Tuol Sleng Genocide Museum
Tuol Sleng Genocide Museum The Tuol Sleng Genocide Museum (Khmer: សារមន្ទីរឧក្រិដ្ឋកម្មប្រល័យពូជសាសន៍ទួលស្លែង) is a museum in Phnom Penh, the capital of Cambodia, chronicling the Cambodian genocide.
The site is a former secondary school which was used as Security Prison 21 (S-21) by the Khmer Rouge regime from its rise to power in 1975 to its fall in 1979. From 1976 to 1979, an estimated 20,000 people were imprisoned at Tuol Sleng (the real number is unknown).

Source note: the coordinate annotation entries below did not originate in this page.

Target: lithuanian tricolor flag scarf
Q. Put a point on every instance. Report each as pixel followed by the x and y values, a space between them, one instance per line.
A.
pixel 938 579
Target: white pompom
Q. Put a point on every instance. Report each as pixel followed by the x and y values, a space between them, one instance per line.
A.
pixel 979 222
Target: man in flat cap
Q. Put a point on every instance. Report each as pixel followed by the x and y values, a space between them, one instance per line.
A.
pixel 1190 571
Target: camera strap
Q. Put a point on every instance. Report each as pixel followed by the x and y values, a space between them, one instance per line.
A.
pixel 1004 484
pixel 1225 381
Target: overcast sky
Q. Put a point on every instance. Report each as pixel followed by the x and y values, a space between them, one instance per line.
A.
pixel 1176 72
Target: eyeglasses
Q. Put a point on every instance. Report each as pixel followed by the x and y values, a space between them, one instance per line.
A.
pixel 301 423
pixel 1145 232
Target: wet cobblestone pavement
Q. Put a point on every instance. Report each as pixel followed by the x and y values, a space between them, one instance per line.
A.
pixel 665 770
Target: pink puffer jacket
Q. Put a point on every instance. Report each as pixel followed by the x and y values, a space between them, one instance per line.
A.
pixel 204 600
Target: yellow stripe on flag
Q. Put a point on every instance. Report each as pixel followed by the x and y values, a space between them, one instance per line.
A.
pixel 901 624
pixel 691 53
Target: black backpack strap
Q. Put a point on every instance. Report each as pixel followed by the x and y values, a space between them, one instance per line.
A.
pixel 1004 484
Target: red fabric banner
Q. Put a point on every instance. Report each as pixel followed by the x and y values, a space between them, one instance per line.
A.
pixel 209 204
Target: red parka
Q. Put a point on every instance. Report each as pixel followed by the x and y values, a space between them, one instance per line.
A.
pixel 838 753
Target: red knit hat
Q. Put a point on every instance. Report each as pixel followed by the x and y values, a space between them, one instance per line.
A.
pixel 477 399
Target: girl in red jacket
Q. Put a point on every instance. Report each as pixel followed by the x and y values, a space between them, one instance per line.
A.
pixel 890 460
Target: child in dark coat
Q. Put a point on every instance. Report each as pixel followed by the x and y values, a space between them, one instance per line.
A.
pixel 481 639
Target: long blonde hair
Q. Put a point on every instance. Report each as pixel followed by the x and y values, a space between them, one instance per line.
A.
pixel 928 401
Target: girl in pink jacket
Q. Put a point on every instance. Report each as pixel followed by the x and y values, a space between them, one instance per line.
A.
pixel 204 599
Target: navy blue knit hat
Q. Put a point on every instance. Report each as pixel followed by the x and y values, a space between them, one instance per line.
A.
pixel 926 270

Tuol Sleng (Khmer: ទួលស្លែង Khmer pronunciation: [tuəl slaeŋ]) means "Hill of the Poisonous Trees" or "Strychnine Hill". Tuol Sleng was just one of at least 150 torture and execution centers established by the Khmer Rouge, though other sources put the figure at 196 prison centers.
On July 26, 2010, the Extraordinary Chambers in the Courts of Cambodia convicted the chief of Tuol Sleng Prison, Kang Kek Iew, (alias Duch) for crimes against humanity and grave breaches of the 1949 Geneva Conventions and sentenced him to life imprisonment.